Écrire à partir de ses souvenirs

10nov.- 15déc.
PRIX
  • Forfait 6 séances : 240 € *
  • Paiement en 2 fois : 120 €
COURS
6 séances de 2h
Participants max : 15
PROGRAMME
  • Vendredi12h00 - 14h00
* 10 % de réduction pour les étudiants et les personnes au chômage.

PRÉSENTATION

Atelier court de 6 séances

De 2004 à 2007, j’ai assisté à un atelier d’écriture comme participante. J’en ai tiré quatre principes qui m’accompagnent aujourd’hui :

  • - Il est possible d’écrire alors qu’on a très peu de temps devant soi, même 10 minutes.
  • - Un texte est rarement bon du premier coup mais cela a peu d’importance car il y a le travail de réécriture.
  • L’écriture est la plus grande entreprise de recyclage : souvenirs, notes, lectures. Rien ne se perd, rien ne se jette.
  • L’écriture comme un sport se pratique avec rigueur et assiduité.

« Vérifier un souvenir m’a toujours paru l’amoindrir. Ce que retient la mémoire m’apporte d’avantage que la précision des éléments concrets. Pour se perpétuer en leur grâce, les souvenirs doivent rester tremblants. » Jean-Michel Delacomptée, "Écrire pour quelqu’un".
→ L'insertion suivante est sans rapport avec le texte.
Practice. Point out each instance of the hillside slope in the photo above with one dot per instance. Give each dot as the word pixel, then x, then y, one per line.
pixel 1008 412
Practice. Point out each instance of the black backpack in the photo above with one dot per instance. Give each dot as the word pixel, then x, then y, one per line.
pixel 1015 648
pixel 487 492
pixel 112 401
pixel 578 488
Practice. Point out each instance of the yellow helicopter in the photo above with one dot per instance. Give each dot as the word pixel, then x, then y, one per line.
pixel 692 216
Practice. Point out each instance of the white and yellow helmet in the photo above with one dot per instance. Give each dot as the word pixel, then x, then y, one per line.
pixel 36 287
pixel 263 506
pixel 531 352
Enfant, avant de savoir écrire, je passais beaucoup de temps dans ma chambre, assise à mon bureau, à tracer des boucles au feutre noir sur des feuilles A4 blanches. « J’écris », je disais à mes parents.

Avant de raconter une histoire ou d’exprimer une idée, avant de décrire une image, il y a eu l’acte physique : écrire. Avec un stylo à encre, au critérium, sur une feuille blanche ou dans un carnet.

Très tôt, j’ai commencé à tenir un journal. Je prends des notes, brèves ou détaillées, parfois dans le désordre. Il peut s’agir d’un événement survenu dans la journée ou il y a dix ans, d’une sensation ou d’un cas de conscience, d’une réminiscence.

Tout le monde écrit. C’est le mode d’expression le plus économique, celui qui nécessite le moins de matériel. Pas de toiles, pas de pinceaux, pas d’instrument. Un stylo et une simple feuille blanche suffisent.

Tout le monde a des souvenirs, mais deux personnes qui ont partagé une même expérience ne nous raconteront pas la même histoire. Le travail de sélection et de reconstitution de notre mémoire, nos mythologies personnelles et nos croyances, voilà le début de la fiction.

J’ai élaboré les 6 sessions de cet atelier à partir de mon expérience, comme le prolongement de la manière dont j’aborde un texte, seule, à ma table de travail. Les souvenirs restent tremblants mais quel que soit le support - à l’encre sur le papier, ou sur un écran d’ordinateur - les lettres se dessinent, les mots s’ordonnent et forment des phrases. L’écriture devient une trace solide et concrète de notre mémoire intime.

6 séances de 2h

8 participants minimum / 15 participants maximum


L’écrivain-enseignant :

Diane Brasseur

Diane Brasseur est née en 1980, elle a grandi à Strasbourg.

Après des études de cinéma, elle devient scripte et tourne, entre autres, avec Olivier Marchal, Abd Al Malik, Nicolas Bedos et Valérie Lemercier.

Elle habite à Paris.

Les Fidélités, (Allary éditions 2014) son premier roman a été traduit en neuf langues.

Son dernier roman paru est Je ne veux pas d’une passion, (Allary éditions 2015).